Best Management Practices are simple, cost-effective ways to protect water quality, soil and wildlife habitat during forest management activities. Best management guidelines help you plan woodland activities and outcomes based upon a healthy forest model.
A healthy forest manages water with great efficiency. Tree leaves, plant roots and soil all serve to hold a large amount of rainfall and snowmelt within the forest, where it is available to plants and animals. This natural forest function minimizes runoff of water and soil into water bodies, keeping them clean and healthy.
Best Management Practices, or BMPs, work in a similar way. These guidelines help you safeguard water quality and ecosystem health by avoiding unnatural disruptions in the water cycle – like soil compaction, water diversion and streambed erosion. Sometimes disrupting water dynamics during management activities is unavoidable, in which case BMPs can help you minimize the disturbance by following the hydrologic features of a natural forest system–slowing the surface flow of water, increasing absorption and recapturing any disturbed soil that may flow into waterways and wetlands.

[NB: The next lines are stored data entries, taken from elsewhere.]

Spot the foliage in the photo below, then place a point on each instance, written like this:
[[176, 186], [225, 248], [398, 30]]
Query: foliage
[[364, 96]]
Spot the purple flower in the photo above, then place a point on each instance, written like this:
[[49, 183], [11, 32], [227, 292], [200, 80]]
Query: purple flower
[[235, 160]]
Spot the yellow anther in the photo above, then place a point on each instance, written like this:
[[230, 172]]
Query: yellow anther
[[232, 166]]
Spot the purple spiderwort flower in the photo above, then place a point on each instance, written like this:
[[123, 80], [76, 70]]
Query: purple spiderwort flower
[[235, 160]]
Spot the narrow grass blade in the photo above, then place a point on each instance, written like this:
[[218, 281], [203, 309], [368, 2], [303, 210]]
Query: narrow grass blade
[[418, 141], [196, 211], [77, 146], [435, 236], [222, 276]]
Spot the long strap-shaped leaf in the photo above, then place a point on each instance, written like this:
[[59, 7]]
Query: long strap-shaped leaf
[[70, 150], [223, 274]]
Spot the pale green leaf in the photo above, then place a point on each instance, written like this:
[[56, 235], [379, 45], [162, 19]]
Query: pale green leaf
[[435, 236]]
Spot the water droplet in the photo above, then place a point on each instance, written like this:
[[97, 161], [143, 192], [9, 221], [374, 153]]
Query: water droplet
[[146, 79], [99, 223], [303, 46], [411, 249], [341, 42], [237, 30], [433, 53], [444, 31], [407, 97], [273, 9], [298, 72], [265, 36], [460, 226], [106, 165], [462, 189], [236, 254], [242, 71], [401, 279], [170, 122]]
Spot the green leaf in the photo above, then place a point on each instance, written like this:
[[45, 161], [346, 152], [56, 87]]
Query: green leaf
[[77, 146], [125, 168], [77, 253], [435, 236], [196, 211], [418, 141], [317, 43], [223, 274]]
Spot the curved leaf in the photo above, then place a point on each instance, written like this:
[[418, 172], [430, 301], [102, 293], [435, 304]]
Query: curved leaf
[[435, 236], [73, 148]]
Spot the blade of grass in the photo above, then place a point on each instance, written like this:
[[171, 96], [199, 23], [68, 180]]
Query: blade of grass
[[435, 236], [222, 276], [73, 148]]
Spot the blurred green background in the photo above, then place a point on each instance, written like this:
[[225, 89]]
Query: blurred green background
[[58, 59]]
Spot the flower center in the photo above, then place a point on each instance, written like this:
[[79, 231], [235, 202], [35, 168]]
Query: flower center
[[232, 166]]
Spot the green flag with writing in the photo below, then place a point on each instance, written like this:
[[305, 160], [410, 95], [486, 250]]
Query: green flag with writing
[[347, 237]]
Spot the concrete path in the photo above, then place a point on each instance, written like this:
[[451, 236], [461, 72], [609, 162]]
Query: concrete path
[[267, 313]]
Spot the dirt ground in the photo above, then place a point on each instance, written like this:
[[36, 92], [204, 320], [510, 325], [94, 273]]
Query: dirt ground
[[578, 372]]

There are various approaches to emulating a naturally functioning forest, but in general, you will want to prioritize three key elements:
- Minimizing the risk of sediment flowing into water bodies
- Maintaining the natural flow of water in streams and wetlands
- Protecting and enhancing streamside and wetland vegetation.
Integrating water and soil best practices in your woodland management can prevent soil erosion and compaction, and sedimentation of waterways, which is essential to maintaining healthy forests and waterways within your woodland and in the larger landscape.